Only aliens charged with inadmissibility under section 212(a)(7) of the INA are subject to expedited removal, however, evidencing Congress’ determination that DHS gets a choice in processing aliens pursuant to that special provision (section 235(b)(1) of the INA), or like all other applicants for admission (under section 235(b)(2) of the INA).

Regardless, however, those aliens are subject to mandatory detention. In his order, Judge Kacsmaryk noted that DHS concluded — erroneously — that section 235 of the INA “does not impose a near-universal detention mandate”.

That’s a big deal, the court held, because Mayorkas had to consider the effect that termination of MPP would have on DHS’s ability to satisfy that congressional detention mandate, and because terminating MPP “lessened” DHS’s “ability to detain all arriving aliens, as mandated by Congress”.

Therefore, the court concluded, the government “appear[s] to base the renewed termination of MPP on arbitrary and capricious grounds by denying that [section 235 of the INA] creates a detention mandate”, in violation of the APA.

Parole Authority. As my colleague George Fishman has exhaustively explained, Congress in section 212(d)(5)(A) of the INA provided DHS with authority to allow otherwise inadmissible aliens to enter the United States, on an authority known as “parole”. Congress has narrowly cabined that authority, but successive administrations over nearly seven decades have stretched its bounds.

The pertinent language of that provision reveals how restrictive that statutory grant of parole authority is, allowing DHS to parole aliens “only on a case-by-case basis for urgent humanitarian reasons or significant public benefit”.

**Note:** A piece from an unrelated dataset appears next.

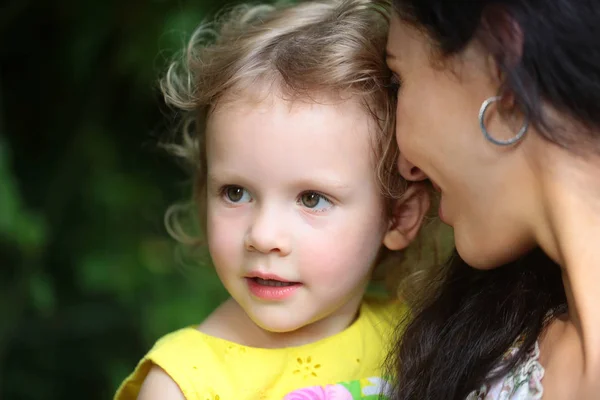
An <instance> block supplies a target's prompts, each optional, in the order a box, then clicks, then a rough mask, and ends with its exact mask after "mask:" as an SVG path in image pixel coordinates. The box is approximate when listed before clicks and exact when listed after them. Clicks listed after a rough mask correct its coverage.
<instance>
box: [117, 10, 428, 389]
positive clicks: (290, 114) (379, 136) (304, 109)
mask: <svg viewBox="0 0 600 400" xmlns="http://www.w3.org/2000/svg"><path fill="white" fill-rule="evenodd" d="M387 13H388V7H387V4H385V3H377V2H375V1H366V0H349V1H340V0H326V1H322V2H308V3H301V4H298V5H293V6H282V7H273V6H267V5H263V6H255V7H245V6H244V7H241V8H237V9H235V10H234V11H233V12H231V13H229V14H227V15H226V16H225V18H223V19H221V20H220V22H219V23H217V24H213V25H209V26H202V27H200V28H199V29H198V30H197V32H196V34H195V35H194V36H193V38H192V40H191V41H190V44H189V46H188V47H187V52H186V56H185V59H184V61H183V62H182V63H175V64H173V65H172V66H171V68H170V69H169V71H168V73H167V75H166V78H165V79H164V80H163V82H162V89H163V91H164V95H165V98H166V100H167V102H168V103H170V104H171V105H173V106H175V107H176V108H177V109H178V110H180V111H181V112H183V113H184V114H185V115H186V118H187V119H186V120H185V121H187V122H189V123H185V124H184V125H183V126H184V127H185V129H184V132H183V133H184V135H183V139H182V141H181V143H180V144H178V145H176V146H174V147H173V150H174V151H175V153H176V154H177V155H180V156H183V158H184V159H185V160H187V161H189V162H190V163H191V164H192V165H193V166H194V171H195V200H196V203H197V205H198V208H199V210H200V215H201V216H202V221H201V224H202V225H203V228H204V229H205V232H206V241H207V244H208V249H209V251H210V255H211V258H212V261H213V263H214V267H215V269H216V272H217V274H218V276H219V278H220V279H221V281H222V282H223V285H224V286H225V288H226V289H227V291H228V292H229V293H230V295H231V298H230V299H229V300H228V301H226V302H225V303H224V304H223V305H221V306H220V307H219V308H218V309H217V310H215V311H214V312H213V313H212V314H211V315H210V316H209V317H208V318H207V319H206V320H205V321H204V322H202V323H201V324H200V325H199V326H194V327H188V328H185V329H182V330H179V331H177V332H174V333H171V334H169V335H167V336H165V337H163V338H162V339H160V340H159V341H158V342H157V343H156V345H155V346H154V347H153V348H152V350H151V351H150V352H149V353H148V354H147V355H146V356H145V357H144V358H143V359H142V361H141V362H140V363H139V365H138V366H137V368H136V369H135V371H134V373H133V374H132V375H131V376H130V377H129V378H127V380H126V381H125V382H124V383H123V384H122V386H121V388H120V389H119V390H118V392H117V394H116V399H134V398H136V397H137V398H140V399H161V400H164V399H181V398H187V399H224V400H227V399H232V400H241V399H253V400H255V399H282V398H286V399H304V398H311V399H324V398H331V399H333V398H335V399H358V398H378V397H377V396H378V395H379V394H380V393H381V392H382V391H385V388H386V384H385V381H384V380H383V379H382V372H381V365H382V362H383V359H384V357H385V355H386V353H387V351H388V343H389V340H390V337H389V336H390V333H391V331H392V330H393V328H394V327H395V323H394V321H397V320H398V318H399V315H398V314H399V313H402V312H404V309H403V308H402V307H401V306H400V305H398V304H397V303H396V304H394V303H393V302H385V301H375V300H373V299H363V297H364V294H365V290H366V288H367V284H368V283H369V280H370V279H371V275H372V272H373V269H374V268H375V267H376V266H378V267H379V266H380V265H381V264H382V263H390V262H391V263H392V264H393V263H394V262H398V261H399V257H398V256H399V255H401V252H400V250H403V249H404V248H405V247H406V246H407V245H408V244H409V243H410V242H411V241H412V240H413V238H414V237H415V235H416V234H417V232H418V230H419V227H420V225H421V221H422V218H423V215H424V213H425V211H426V210H427V208H428V195H427V192H426V191H425V190H423V186H420V185H419V184H417V185H411V186H408V187H407V185H406V184H405V182H404V181H401V178H400V177H399V175H398V174H395V175H394V174H390V173H389V171H393V170H395V165H396V161H397V147H396V145H395V141H394V138H393V125H394V121H393V115H394V107H395V103H394V100H393V96H392V95H391V94H392V93H393V90H394V88H392V87H390V86H391V85H390V83H389V82H390V75H389V72H388V71H387V69H386V66H385V43H386V33H387V26H388V21H387ZM208 39H211V40H210V41H208ZM192 125H194V126H195V131H194V132H192V131H193V130H192V129H191V126H192Z"/></svg>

Despite those statutory strictures, Border Patrol released more than 378,000 illegal migrants at the Southwest border on parole in FY 2022 (a figure that exceeds Border Patrol’s yearly total apprehensions under the Obama-Biden administration in FY 2011, FY 2012, and FY 2015).

The Supreme Court considered the language of section 212(d)(5)(A) in its decision in this matter, finding that DHS’s parole authority “is not unbounded”, and that, under the APA, the department’s “exercise of discretion within that statutory framework must be reasonable and reasonably explained”.

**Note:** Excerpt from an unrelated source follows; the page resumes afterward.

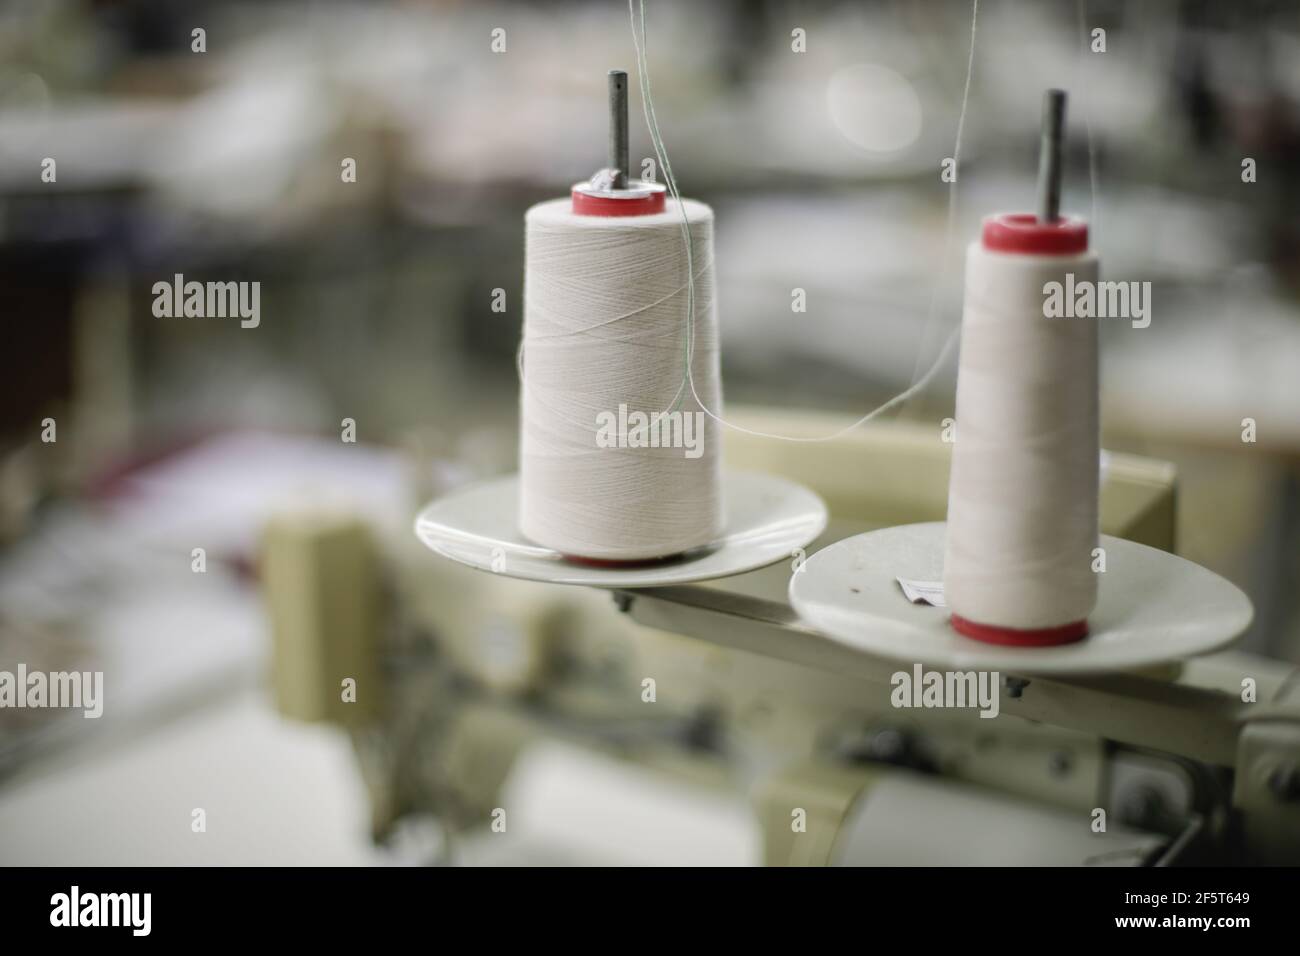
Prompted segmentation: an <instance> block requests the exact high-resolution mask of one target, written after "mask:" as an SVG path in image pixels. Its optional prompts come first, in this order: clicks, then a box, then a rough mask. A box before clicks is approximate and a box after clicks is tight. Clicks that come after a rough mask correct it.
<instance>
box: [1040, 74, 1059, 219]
mask: <svg viewBox="0 0 1300 956" xmlns="http://www.w3.org/2000/svg"><path fill="white" fill-rule="evenodd" d="M1041 137H1043V138H1041V140H1040V142H1039V221H1040V222H1056V221H1057V220H1058V219H1060V217H1061V143H1062V140H1063V139H1065V91H1063V90H1048V91H1047V92H1044V94H1043V134H1041Z"/></svg>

Judge Kacsmaryk found that DHS, in the October 29 memoranda, failed “to consider how terminating MPP — combined with” DHS’s “inability to detain all arriving aliens — leads to increased violations of limits on [its] parole authority as [it releases] aliens into the United States”.

What Texas Is — and Isn’t. It’s important to understand what’s at issue in Texas, and what isn’t. What’s not at issue is whether the Biden administration is violating either the congressional detention mandate or the limits on DHS’s parole authority (though it is in both instances, by my lights). What is at issue is whether Mayorkas failed to consider those violations in terminating Remain in Mexico.

That said, Mayorkas’ misinterpretation (deliberate or otherwise) of DHS’s obligations to detain illegal migrants and of the restrictions on the department’s ability to parole aliens en masse is why he concluded that MPP was dispensable. That placed a cloud on his ultimate termination decision for purposes of the APA.

The reason there’s an unfathomable humanitarian disaster at the Southwest border is that Biden doesn’t want to detain illegal entrants, and doesn’t want to send them back to Mexico, either. The law restricts the former choice, and for the time being, Judge Kacsmaryk has limited the second one, as well. Whether that decision stands, however, will be up to the Fifth Circuit, and inevitably the Supreme Court (again).